In a move clearly designed to smother any chance of a successful leadership challenge for at least three years, Nick Griffin has told a meeting of the BNP’s Advisory Council that he intends to step down at the end 0f 2013.
The carefully crafted plan is designed to undermine support for any potential leadership challengers among the voting membership, large numbers of which will be satisfied that Griffin has apparently set a date for his departure and given promises that he intends to modernise the BNP’s election fighting capability.
“By then I would have been leader of the BNP for 15 years and that is long enough,” said Griffin. “It will be time to make way for a younger person who does not have any baggage which can be used against the party.”
Griffin claims he needs the time to put into place the last “building blocks” of the BNP’s administrative and political machine, according to the BNP website.

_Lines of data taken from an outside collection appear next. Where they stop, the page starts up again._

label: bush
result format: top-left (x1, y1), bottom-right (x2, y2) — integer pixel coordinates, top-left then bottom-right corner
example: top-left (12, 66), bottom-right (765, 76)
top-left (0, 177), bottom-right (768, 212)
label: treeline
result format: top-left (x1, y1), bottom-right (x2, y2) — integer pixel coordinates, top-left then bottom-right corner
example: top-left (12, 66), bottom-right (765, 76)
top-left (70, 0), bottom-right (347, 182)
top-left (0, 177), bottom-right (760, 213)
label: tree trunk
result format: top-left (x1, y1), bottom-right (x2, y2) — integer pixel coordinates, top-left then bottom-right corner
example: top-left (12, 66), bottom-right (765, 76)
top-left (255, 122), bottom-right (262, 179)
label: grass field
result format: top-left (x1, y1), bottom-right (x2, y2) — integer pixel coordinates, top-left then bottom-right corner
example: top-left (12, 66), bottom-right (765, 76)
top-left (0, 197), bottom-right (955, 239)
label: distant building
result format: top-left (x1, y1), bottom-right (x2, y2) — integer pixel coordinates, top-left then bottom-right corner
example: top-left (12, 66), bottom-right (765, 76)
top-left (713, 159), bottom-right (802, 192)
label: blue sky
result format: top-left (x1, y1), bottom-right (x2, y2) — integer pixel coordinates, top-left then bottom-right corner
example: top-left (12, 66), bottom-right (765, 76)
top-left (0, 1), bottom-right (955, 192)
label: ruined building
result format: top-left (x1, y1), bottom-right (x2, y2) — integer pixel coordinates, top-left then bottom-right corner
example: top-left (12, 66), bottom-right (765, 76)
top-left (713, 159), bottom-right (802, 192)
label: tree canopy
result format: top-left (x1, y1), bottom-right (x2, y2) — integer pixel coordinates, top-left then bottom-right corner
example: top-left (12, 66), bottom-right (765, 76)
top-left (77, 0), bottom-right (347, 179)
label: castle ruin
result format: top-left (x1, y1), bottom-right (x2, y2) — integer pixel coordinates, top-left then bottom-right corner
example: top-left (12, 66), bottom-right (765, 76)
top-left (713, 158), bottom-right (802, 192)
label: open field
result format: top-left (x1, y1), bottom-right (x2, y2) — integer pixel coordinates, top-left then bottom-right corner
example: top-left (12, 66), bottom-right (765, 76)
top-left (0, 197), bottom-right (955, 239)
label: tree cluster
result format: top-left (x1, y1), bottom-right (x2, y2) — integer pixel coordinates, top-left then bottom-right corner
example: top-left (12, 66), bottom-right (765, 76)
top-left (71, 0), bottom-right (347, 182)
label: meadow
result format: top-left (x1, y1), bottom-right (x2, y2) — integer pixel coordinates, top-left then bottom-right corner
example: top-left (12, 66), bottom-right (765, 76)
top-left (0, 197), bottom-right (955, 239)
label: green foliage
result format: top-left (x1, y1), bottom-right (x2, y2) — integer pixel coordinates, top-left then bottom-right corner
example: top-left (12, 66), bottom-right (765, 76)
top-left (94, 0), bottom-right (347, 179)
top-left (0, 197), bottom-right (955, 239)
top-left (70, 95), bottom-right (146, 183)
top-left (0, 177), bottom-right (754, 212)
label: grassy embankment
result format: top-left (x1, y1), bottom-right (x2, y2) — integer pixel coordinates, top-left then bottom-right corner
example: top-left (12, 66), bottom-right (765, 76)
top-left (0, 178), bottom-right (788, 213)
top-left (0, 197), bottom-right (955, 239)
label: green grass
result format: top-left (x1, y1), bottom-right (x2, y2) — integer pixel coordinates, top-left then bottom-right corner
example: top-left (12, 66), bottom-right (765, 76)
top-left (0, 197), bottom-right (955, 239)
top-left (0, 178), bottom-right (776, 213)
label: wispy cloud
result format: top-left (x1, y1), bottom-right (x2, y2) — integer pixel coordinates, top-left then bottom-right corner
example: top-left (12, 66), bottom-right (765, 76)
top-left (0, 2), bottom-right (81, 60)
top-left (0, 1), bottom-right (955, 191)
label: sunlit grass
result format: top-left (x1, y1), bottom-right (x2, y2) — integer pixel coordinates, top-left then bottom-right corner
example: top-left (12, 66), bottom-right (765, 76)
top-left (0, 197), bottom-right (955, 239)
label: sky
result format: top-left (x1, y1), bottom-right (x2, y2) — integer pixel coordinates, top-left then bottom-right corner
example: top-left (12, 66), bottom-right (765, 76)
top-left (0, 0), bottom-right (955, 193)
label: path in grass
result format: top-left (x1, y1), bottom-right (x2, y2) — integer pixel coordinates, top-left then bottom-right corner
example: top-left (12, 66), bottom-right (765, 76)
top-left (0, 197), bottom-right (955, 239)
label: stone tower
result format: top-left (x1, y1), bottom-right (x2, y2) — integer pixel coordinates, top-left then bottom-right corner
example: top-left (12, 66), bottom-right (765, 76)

“This is going to take at least 18 months to implement and after that I intend to hand the party over to someone who will be able to drive support up to where it can be a serious contender for power,” said Griffin.
Griffin’s utter political ineptness has been amply demonstrated over the past few weeks of the general election, though somehow the political greenhorns and Griffin cultists among the BNP membership have been fooled (or have fooled themselves) into believing that the party’s obliteration was in fact an advance, and that their millstone of a leader remains the man to take them forward.
It would certainly be difficult for Griffin to take the BNP any further backward.
In the meantime, sheltering behind the cover of his putative resignation date and the claims of needing time to put the BNP’s electoral machine in order, Griffin will be free to pick off potential challengers and root out dissent within the party. Anybody even thinking about a leadership challenge can and will, on all past form, be labelled a “wrecker” unwilling to give Griffin time to complete his modernisation.
Griffin will also be banking on the virtual certainty of improved voting percentages in local elections, especially by-elections, in which low turnouts favour the party – something denied them in the high turnout general election.
Griffin had already secured his continuance at the helm of the BNP with the introduction of a Byzantine nomination system, which no challenger has any realistic chance of surmounting, and so is perfectly safe, but another danger was the prospect of a breakaway led by some of the party’s better known figures. The shuffle announced to the Advisory Council is also designed to short-circuit that possibility.
We have to admit that there is a touch of genius about this manoeuvre. It will almost certainly buy Griffin the time he needs in the short term to consolidate his position, since Griffin knows better than anybody the limited reasoning power of his membership and its submissive reluctance to query his motives.
The question is, what will the internal opposition do to counter Griffin’s moves, and will enough of those calling for Griffin’s head over the past fortnight or so remain onside to make continued opposition worthwhile?